Others: Pvt. Carl Gonyea, Lake Placid, Pearl Harbor; Raymond Barney, Lake Placid, Honolulu; Pfc. Howard Akey, USA, AuSable Forks, Schofield Barracks; S/Sgt Frank Nutt, Jr., USAAF, Rouses Point, Pearl Harbor.

(Note: these names were compiled from articles in local newspapers of the time.  Other than Capt. Charles H. Morhouse, no photographs or service records are available in our collection.)

One of numerous ships that were destroyed during this attack was the USS Cassin (DD-372) while it was in dry dock.  This destroyer, the second so named, was named after Captain Stephen Cassin, whose remarkable service while captain of the first named USS Ticonderoga at the Battle of Plattsburgh (1814), War of 1812 was awarded a Congressional Gold Medal.  (Today, remains of the hull from the first USS Ticonderoga can be seen at Whitehall, NY)


Captain Stephen Cassin, early in the War of 1812, built a fortification at the mouth off Otter Creek opposite Basin Harbor, VT to protect McDonough’s fleet while under construction at the shipyard in Vergennes VT.  This location is still known as Fort Cassin.  Captain Cassin at the Battle of Plattsburg commanded the schooner “Ticonderoga” which “gallantly sustained her full share of action” according to letter which Commodore McDonough wrote to the secretary of the navy.

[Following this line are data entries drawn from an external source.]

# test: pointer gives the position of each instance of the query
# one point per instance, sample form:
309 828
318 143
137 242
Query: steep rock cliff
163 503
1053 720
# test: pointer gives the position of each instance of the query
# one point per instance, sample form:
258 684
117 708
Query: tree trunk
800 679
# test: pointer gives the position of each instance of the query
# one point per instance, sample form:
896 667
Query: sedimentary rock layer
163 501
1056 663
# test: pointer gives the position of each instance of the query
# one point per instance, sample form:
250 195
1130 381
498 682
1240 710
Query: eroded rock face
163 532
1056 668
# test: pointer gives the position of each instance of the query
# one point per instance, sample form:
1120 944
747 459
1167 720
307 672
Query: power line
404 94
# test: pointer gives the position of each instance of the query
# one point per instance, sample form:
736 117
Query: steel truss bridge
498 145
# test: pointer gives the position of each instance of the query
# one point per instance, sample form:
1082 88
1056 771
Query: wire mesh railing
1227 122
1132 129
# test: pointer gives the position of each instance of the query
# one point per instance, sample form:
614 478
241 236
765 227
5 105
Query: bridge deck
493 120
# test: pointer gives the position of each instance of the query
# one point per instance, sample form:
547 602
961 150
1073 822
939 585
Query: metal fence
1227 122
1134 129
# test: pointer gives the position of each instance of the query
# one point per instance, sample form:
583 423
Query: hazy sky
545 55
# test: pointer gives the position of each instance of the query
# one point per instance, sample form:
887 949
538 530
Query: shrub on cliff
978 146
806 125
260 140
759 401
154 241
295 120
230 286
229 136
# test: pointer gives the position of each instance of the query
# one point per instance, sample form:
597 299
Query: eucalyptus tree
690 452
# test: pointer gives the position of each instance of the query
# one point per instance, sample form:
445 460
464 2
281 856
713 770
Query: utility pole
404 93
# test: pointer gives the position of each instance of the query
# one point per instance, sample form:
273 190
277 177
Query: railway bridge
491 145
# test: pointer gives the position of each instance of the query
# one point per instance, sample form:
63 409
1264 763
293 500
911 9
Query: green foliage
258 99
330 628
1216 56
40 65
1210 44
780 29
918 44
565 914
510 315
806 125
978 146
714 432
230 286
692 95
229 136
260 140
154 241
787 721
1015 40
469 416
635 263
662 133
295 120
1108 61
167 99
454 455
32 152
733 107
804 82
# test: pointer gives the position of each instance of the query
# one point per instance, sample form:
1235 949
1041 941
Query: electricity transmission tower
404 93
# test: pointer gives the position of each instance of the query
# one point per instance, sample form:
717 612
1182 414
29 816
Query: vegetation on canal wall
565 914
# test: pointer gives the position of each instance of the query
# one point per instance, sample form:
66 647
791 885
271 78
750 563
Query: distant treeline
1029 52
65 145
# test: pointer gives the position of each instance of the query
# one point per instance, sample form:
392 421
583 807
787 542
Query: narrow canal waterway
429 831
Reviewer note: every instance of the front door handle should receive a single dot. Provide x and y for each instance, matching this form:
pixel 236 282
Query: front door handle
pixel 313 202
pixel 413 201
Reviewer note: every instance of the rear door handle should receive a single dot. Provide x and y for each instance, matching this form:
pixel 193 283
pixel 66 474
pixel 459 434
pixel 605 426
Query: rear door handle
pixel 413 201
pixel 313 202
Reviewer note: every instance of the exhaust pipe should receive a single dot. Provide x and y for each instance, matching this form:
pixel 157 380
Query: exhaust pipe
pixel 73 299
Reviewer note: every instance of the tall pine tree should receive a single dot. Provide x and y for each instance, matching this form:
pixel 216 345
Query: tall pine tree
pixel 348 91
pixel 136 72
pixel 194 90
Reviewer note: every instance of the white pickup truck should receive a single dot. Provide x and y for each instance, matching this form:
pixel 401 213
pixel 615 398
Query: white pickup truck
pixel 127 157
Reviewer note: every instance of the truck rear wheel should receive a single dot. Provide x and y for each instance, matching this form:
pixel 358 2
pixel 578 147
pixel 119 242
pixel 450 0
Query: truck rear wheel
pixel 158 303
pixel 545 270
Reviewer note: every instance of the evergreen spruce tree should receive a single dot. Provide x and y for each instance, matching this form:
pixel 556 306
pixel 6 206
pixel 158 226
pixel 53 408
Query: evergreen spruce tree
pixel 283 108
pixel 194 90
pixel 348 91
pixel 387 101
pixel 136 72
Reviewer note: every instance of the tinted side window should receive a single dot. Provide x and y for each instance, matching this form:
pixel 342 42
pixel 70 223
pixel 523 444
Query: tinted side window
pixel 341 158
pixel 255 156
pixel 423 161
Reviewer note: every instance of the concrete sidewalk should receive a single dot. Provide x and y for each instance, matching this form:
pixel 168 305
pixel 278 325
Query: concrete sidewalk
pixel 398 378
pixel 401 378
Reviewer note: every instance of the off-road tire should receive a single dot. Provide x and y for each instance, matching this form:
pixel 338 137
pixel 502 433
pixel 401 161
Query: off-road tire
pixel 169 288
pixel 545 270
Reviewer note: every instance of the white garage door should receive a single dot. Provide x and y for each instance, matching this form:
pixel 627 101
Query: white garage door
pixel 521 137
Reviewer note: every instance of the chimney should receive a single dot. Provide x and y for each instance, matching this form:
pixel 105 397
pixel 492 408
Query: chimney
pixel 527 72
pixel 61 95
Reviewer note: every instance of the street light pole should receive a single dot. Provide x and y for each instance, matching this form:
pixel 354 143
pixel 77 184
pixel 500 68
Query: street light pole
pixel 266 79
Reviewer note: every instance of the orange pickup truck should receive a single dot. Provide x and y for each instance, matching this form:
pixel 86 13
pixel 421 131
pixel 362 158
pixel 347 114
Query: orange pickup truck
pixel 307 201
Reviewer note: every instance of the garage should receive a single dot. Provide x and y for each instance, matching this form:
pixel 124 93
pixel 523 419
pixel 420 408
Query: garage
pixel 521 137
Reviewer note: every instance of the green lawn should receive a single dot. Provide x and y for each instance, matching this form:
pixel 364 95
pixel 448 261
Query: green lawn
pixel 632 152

And as we remember this 75th anniversary of Pearl Harbor we also remember another USS Ticonderoga – the fourth named ~~ ship that fought so gallantly during World War II ~~  an aircraft carrier which also suffered greatly  latter in the war via kamikaze attacks.  For all those that were killed, or were wounded, during these attacks we also remember them.